Sharkie, the one-eyed boatman, takes the new keeper, Mordechai Chiddock, to the lighthouse. One of the other keepers, Jezreel Cornish, has taken up the post for a spot of rest and recuperation from his murderous pursuit of his sworn enemy – Mordechai Chinnock! A problem for the veteran lighthouse keeper, to keep them apart until the supply ship returns! But he has a secret of his own – and who is the mysterious swimmer – ghost, woman or selkie – who frequents the waters by the lighthouse?
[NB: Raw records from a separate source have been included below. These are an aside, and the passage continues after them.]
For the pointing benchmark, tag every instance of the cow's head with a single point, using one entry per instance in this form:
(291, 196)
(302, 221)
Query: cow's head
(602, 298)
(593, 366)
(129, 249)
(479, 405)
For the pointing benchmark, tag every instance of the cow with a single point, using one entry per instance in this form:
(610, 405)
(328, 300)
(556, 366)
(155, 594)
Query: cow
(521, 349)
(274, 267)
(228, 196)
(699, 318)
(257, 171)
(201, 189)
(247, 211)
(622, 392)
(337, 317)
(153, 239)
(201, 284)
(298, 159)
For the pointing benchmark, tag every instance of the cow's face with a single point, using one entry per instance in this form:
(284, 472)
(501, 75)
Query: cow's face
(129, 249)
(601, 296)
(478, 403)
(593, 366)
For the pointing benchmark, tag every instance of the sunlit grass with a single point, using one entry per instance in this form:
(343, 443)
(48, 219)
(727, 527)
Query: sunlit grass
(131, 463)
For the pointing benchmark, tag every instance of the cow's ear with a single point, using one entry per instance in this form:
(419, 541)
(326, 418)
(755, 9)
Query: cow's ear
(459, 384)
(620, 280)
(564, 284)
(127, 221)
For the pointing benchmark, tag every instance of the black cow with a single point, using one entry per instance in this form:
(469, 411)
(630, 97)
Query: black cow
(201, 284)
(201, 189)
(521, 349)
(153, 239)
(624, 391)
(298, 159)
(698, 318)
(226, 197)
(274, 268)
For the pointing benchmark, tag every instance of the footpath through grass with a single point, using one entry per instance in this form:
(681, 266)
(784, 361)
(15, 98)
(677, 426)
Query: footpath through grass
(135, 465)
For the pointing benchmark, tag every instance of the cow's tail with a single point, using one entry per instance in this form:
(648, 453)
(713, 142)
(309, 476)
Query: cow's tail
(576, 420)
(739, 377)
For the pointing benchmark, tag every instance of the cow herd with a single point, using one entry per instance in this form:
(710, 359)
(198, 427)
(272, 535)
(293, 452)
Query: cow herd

The invention is strongest in the second half, with an inspired scene of the lighthouse keeper conducting Sunday service and Chinnock and Cornish intoning the responses from separate lock-ups, followed by a beautifully judged alternate narration of the two’s past before an increasingly puzzled keeper. The play never becomes quite as funny as I’d hoped, but in compensation ends with a series of genuine narrative shocks.
Simon Kirk (Cornish) and Mark Cronfield (Chiddock) are a well-matched pair of adversaries, with Kirk making the most of his opportunities for comic melodrama, combining Sharkie, the helmsman with a taste for tales of horror, with the swivel-eyed murderer of Chiddock’s account and his self-image as a rather pleasant young chap. Vivienne Garnett is similarly versatile: mysterious mermaid, boldly independent keeper’s wife and assorted angels and whores. Nobby Dimon, amusingly fussy as the keeper obsessed with routine and duty, is totally unfussy in his direction. The set – probably the most ingenious ever to appear in Marton cum Grafton Village Hall – is a triumph for Richard Foxton who was called in through illness at very short notice.